Dalam pertemuan tersebut, keduanya berdiskusi soal peluang kolaborasi strategis yang bisa memberikan dampak nyata bagi masyarakat.
Topik efisiensi anggaran juga menjadi sorotan, di mana baik Sherly maupun Dedi sepakat bahwa belanja yang kurang prioritas harus dialihkan ke program-program yang lebih langsung menyentuh kebutuhan warga.
Menariknya, potret keakraban mereka berdua yang tersebar di media sosial justru memancing reaksi kocak dari netizen.
Tak sedikit warganet yang menggoda dan menjodoh-jodohkan kedua gubernur yang berstatus janda dan duda ini.
Keduanya dinilai sama-sama karismatik, sampai ada yang mendoakan mereka benar-benar berjodoh di dunia nyata!
“Semoga pertemuan ini menjadi awal perjodohan pak gubernur dan bu gub. Semoga Allah mentakdirkan mereka berjodoh,” kata akun @Rianxxxxxx
“Cie cie, Kang Dedi sama Mba Sherly seperti gimana gitu dari tatapannya, cocok nih, bajunya aja bisa samaan, Kang Dedinya jadi salting,” tulis akun @masr***** menggoda.
Baca Juga: Siapa Suami Sherly Tjoanda? Cagub Maluku Utara yang Meninggal Jelang Pilkada
“Cie cie cieee KDM diapelin Ibu Gubernur Maluku Utara.... gaspol, KDM, nggak pake lama lah, cocok pisan atuh,” kata akun @irfi*****
Namun, di balik candaan tersebut, tersorot perbedaan mencolok dari gaya kepemimpinan keduanya.
Meski sama-sama memiliki semangat perubahan, pendekatan Sherly dan Dedi dalam memimpin daerahnya dinilai bak bumi dan langit — berbeda cara, namun sama-sama mencuri perhatian.
Sherly Tjoanda: Gaya Kepemimpinan yang Humanis dan Kolaboratif
Sherly Tjoanda dikenal dengan pendekatan humanis dan kolaboratif.
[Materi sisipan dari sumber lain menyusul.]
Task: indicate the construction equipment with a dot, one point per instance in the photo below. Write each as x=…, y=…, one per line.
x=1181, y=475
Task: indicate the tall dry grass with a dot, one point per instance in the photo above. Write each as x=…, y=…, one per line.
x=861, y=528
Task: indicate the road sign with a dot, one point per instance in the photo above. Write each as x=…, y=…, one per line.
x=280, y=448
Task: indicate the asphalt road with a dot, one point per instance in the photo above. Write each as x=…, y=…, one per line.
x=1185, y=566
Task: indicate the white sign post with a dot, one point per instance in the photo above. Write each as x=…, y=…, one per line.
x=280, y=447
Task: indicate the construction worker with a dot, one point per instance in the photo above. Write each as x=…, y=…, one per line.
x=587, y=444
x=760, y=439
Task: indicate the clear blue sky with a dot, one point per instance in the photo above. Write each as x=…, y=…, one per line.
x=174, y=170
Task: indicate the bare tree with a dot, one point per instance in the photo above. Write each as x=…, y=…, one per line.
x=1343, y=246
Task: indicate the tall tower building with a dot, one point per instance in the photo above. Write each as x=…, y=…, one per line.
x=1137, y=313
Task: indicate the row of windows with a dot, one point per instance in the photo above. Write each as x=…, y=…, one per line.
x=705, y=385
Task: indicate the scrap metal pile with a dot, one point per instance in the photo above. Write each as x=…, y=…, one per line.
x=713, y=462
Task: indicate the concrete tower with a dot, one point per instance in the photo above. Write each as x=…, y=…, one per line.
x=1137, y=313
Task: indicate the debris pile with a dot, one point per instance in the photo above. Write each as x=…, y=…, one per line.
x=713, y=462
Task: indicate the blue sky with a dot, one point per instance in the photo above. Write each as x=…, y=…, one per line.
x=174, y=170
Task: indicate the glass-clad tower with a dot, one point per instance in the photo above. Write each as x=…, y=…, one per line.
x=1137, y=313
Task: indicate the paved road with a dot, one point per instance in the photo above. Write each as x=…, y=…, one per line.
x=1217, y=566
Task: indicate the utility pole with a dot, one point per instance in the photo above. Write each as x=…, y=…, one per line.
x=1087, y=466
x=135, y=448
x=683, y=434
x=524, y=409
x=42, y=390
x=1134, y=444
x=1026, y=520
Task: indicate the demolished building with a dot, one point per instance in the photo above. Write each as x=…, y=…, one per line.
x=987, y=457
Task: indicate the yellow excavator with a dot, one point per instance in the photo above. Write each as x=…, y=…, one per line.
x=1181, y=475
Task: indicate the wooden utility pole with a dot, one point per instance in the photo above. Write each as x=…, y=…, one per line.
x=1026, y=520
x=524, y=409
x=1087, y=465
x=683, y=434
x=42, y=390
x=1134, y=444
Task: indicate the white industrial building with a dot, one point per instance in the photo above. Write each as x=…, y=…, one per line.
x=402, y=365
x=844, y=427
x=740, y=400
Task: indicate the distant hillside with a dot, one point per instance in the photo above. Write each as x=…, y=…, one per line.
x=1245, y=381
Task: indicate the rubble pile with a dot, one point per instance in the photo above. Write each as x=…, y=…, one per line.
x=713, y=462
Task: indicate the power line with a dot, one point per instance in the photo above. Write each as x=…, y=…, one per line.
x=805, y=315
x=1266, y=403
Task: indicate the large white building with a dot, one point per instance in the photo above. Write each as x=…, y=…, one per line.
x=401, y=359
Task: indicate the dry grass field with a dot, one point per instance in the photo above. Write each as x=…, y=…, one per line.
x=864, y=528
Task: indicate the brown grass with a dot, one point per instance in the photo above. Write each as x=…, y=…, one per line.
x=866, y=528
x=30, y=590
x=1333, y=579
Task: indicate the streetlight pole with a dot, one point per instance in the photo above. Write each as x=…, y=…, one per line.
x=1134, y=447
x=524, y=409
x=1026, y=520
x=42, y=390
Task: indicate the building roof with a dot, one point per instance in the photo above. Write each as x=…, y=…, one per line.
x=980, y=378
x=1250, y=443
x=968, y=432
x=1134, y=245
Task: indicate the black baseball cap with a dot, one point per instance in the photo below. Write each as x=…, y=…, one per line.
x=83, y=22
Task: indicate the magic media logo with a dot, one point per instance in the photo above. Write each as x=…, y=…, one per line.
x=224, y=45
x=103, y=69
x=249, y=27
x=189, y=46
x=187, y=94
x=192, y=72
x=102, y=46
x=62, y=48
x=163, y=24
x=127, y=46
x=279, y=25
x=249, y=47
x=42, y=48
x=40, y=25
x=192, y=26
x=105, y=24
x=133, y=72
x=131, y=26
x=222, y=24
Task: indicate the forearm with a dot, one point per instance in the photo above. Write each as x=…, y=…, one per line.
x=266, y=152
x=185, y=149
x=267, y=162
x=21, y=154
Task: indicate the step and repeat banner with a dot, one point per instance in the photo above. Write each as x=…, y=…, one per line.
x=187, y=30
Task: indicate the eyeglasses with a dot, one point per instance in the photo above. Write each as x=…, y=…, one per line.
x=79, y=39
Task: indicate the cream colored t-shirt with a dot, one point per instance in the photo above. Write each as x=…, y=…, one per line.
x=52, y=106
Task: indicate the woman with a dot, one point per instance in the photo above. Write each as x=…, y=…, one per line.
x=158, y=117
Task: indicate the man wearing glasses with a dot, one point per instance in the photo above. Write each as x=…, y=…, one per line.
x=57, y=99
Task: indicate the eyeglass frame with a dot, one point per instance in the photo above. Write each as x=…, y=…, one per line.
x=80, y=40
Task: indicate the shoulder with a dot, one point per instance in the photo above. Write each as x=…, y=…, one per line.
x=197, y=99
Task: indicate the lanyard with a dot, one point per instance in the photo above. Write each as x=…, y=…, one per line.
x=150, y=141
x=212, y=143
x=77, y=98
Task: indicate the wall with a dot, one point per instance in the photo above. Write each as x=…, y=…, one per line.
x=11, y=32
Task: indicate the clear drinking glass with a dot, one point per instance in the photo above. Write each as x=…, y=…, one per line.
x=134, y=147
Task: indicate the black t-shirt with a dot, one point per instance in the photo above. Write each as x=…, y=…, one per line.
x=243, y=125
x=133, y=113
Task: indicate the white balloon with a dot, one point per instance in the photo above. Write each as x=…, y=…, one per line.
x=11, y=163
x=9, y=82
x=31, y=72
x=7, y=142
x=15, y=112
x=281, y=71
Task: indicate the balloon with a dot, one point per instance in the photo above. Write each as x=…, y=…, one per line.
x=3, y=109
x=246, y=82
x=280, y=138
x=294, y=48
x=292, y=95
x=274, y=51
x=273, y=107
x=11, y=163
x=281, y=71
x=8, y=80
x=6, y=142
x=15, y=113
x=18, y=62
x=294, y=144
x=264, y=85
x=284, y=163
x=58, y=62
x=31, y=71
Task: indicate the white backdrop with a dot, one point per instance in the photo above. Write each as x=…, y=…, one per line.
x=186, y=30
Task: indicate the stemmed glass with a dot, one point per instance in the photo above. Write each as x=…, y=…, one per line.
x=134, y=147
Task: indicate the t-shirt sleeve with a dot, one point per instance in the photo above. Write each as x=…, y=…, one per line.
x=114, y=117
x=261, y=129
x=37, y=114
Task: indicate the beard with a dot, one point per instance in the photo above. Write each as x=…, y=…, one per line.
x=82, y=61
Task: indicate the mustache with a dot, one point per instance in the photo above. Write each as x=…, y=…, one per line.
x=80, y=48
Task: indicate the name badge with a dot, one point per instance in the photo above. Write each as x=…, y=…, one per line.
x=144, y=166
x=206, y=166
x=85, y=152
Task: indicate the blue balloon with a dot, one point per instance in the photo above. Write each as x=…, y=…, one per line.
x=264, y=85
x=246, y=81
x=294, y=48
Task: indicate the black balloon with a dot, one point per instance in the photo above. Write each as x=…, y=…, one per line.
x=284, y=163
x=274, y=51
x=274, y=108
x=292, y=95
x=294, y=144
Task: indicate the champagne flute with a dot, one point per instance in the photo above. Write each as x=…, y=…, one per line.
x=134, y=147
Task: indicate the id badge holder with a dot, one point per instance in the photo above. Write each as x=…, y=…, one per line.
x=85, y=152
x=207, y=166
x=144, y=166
Ia memimpin dengan hati, mengedepankan dialog terbuka, melibatkan banyak pihak dalam proses pengambilan keputusan, serta fokus pada pembangunan berkelanjutan yang langsung menyentuh kebutuhan masyarakat.
Meski terkesan lembut, Sherly tetap tegas dan berhati-hati dalam bertindak.
Kemampuannya merangkul berbagai kalangan — mulai dari birokrat senior, aktivis muda, pemerintah pusat, hingga kepala daerah — membuatnya dipercaya mampu membangun sinergi demi kemajuan Maluku Utara.
Sherly juga tampil transparan lewat media sosial, sering memperlihatkan aksi terjun langsung ke lapangan untuk mendengar aspirasi rakyat dan merespons masalah secara nyata.
Dedi Mulyadi: Gaya Kepemimpinan yang Populis, Tegas, Penuh Gebrakan
Sebaliknya, Dedi Mulyadi tampil dengan gaya kepemimpinan yang populis dan blak-blakan. Ia dikenal berani mengambil keputusan kontroversial demi mendisiplinkan masyarakat — mulai dari pelarangan study tour dan pesta perpisahan sekolah, hingga usulan vasektomi bagi penerima bantuan sosial.
Gaya gebrakannya memicu pro dan kontra; sebagian publik memuji ketegasannya, sebagian lagi mengkritik karena dianggap membatasi kebebasan warga.
Dedi juga lebih suka terjun langsung ke lapangan ketimbang duduk di kantor, sering melakukan sidak dadakan, ngobrol dengan rakyat kecil, hingga membuat konten interaksi yang viral di kanal YouTube pribadinya.
Gaya komunikasinya yang lugas, ceplas-ceplos, sekaligus nyeleneh membuatnya dicintai sekaligus diperdebatkan.
Pertemuan keduanya di Jawa Barat tak sekadar menarik perhatian karena chemistry yang ramai dijodoh-jodohkan netizen.
Lebih dari itu, momen ini membuka ruang perbandingan dua figur pemimpin muda Indonesia yang sama-sama berkarakter kuat, meski dengan pendekatan berbeda.
Dalam kancah politik daerah yang makin dinamis, publik pun menanti: akankah gaya khas Sherly dan Dedi terus bertahan dan membawa perubahan berarti di daerah masing-masing?
Karena harus diakui, dalam dinamika politik lokal saat ini, keduanya memberikan warna tersendiri: Sherly dengan ketenangan intelektualnya, Dedi dengan gebrakan populisnya.